Zircon in the Tasiuyak Gneiss formed at ~1850 Ma near the peak of the
Torngat Orogeny (M1 metamorphism). These M1 zircons were reheated during
contact heating at 1322 Ma (M2 metamorphism). U-Pb dating of M1 zircon,
using thermal ionization mass spectrometry (TIMS) and in situ sensitive high
resolution ion microprobe (SHRIMP) geochronology, tested whether temperatures
in the aureole exceeded the closure temperature for Pb diffusion in zircon. TIMS
analyses failed to resolve appreciable resetting towards 1322 Ma even in samples
that reached ~900 ºC. In contrast, high spatial resolution SHRIMP data revealed
that cores of M1 zircon in samples that reached temperatures >800 ºC are
significantly younger than rims. This reversal of core and rim ages implies that
Pb was preferentially lost from cores. This observation is hypothesized to be the
result of Pb migration during high-temperature recovery of lattice strain induced
by higher impurity concentrations (REE, P) in cores.

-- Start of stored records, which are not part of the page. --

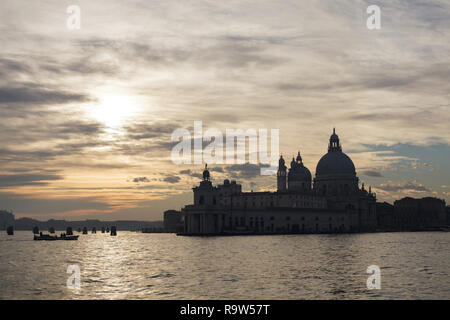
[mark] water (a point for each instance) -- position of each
(164, 266)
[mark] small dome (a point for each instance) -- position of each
(281, 162)
(206, 175)
(299, 173)
(335, 162)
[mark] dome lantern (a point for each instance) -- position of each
(334, 142)
(206, 175)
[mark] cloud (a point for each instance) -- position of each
(141, 179)
(172, 179)
(403, 186)
(15, 180)
(243, 171)
(371, 173)
(34, 94)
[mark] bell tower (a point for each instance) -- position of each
(281, 175)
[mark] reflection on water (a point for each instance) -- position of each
(164, 266)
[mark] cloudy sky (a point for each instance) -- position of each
(87, 115)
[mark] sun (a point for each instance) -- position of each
(114, 110)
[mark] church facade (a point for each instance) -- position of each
(332, 202)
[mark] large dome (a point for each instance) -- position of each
(299, 173)
(335, 162)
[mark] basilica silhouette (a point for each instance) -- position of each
(332, 202)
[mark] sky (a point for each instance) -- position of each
(88, 114)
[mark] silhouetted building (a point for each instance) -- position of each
(173, 221)
(419, 214)
(335, 203)
(448, 215)
(6, 219)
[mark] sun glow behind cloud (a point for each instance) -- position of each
(114, 110)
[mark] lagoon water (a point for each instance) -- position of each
(164, 266)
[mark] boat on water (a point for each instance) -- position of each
(48, 237)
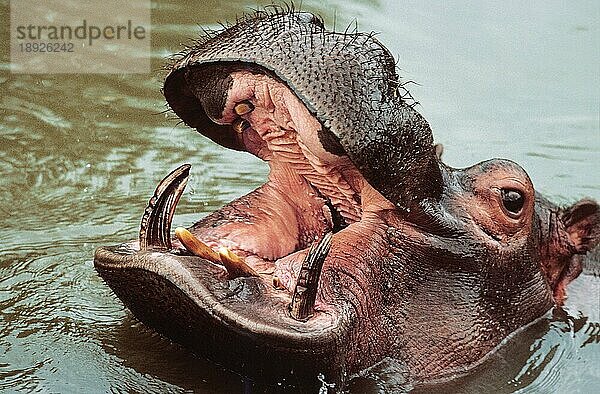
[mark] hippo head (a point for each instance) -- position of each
(362, 245)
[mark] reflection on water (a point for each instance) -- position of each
(81, 154)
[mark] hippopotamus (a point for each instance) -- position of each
(362, 247)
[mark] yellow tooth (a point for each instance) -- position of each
(235, 265)
(243, 108)
(196, 246)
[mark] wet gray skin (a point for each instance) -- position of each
(429, 267)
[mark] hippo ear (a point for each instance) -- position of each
(582, 223)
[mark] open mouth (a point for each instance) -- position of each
(253, 270)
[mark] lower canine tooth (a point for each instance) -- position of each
(195, 246)
(305, 293)
(235, 265)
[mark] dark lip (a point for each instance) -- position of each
(237, 323)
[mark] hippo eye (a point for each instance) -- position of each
(512, 200)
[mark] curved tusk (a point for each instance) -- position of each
(155, 229)
(305, 293)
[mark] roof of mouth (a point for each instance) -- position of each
(347, 81)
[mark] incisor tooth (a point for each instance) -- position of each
(235, 265)
(196, 246)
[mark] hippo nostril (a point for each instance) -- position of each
(243, 108)
(513, 201)
(240, 125)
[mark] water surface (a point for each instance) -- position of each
(81, 154)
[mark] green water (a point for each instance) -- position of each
(81, 154)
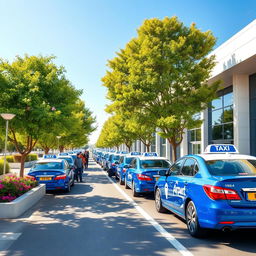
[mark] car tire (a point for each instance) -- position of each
(192, 221)
(158, 202)
(134, 193)
(121, 182)
(125, 184)
(68, 189)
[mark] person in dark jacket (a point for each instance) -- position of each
(78, 168)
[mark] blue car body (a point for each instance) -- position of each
(54, 173)
(143, 173)
(220, 187)
(123, 165)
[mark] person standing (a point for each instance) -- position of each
(78, 168)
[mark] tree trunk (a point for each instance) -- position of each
(46, 150)
(22, 164)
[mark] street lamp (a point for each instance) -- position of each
(7, 117)
(58, 137)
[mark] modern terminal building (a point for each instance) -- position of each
(232, 117)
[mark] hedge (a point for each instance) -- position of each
(30, 157)
(2, 167)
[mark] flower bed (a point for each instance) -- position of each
(11, 187)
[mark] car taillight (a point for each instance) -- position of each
(61, 177)
(219, 193)
(143, 177)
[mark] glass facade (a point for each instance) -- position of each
(162, 147)
(252, 86)
(194, 138)
(153, 145)
(221, 118)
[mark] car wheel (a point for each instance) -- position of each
(192, 221)
(68, 189)
(134, 193)
(158, 202)
(125, 183)
(121, 182)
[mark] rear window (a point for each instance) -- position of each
(146, 164)
(47, 166)
(240, 167)
(70, 161)
(128, 160)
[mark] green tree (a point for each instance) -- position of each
(37, 91)
(162, 76)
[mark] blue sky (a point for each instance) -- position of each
(84, 34)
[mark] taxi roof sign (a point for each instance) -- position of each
(135, 153)
(150, 154)
(49, 156)
(221, 148)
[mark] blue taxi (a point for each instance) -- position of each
(143, 173)
(213, 190)
(54, 173)
(124, 164)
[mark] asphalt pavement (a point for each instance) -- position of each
(100, 217)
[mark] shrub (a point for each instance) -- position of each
(2, 167)
(30, 157)
(10, 159)
(12, 187)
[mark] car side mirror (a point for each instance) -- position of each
(163, 173)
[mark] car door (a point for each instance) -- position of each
(183, 184)
(130, 172)
(168, 196)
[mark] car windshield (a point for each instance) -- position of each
(240, 167)
(128, 160)
(47, 166)
(70, 161)
(156, 163)
(116, 158)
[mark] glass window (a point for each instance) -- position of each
(228, 99)
(217, 116)
(188, 167)
(156, 163)
(240, 167)
(217, 103)
(221, 121)
(175, 168)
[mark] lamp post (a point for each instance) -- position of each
(7, 117)
(58, 137)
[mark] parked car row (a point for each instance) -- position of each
(56, 172)
(212, 190)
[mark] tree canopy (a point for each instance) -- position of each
(161, 77)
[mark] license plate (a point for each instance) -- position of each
(45, 178)
(251, 196)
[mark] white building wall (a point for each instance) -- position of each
(241, 113)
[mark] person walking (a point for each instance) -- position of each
(78, 168)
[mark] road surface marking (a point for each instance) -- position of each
(9, 236)
(169, 237)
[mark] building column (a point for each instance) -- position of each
(168, 150)
(158, 144)
(184, 144)
(241, 113)
(204, 130)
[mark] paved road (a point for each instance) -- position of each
(96, 218)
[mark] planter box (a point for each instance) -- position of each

While M1 zircon suffered intracrystalline Pb diffusion during contact
heating, it did not react with the surrounding major mineral assemblage. In
contrast, low-Y monazite inclusions in M1 garnet were consumed as they were
exposed to the M2 coronas. New growth of high-Y monazite records both the age
and temperature of metamorphism in the aureole. Dissolution and new growth of
monazite occurred under anhydrous conditions, highlighting the potential use of
monazite as a high-temperature thermochronometer in granulites and ultra-hightemperature
rocks.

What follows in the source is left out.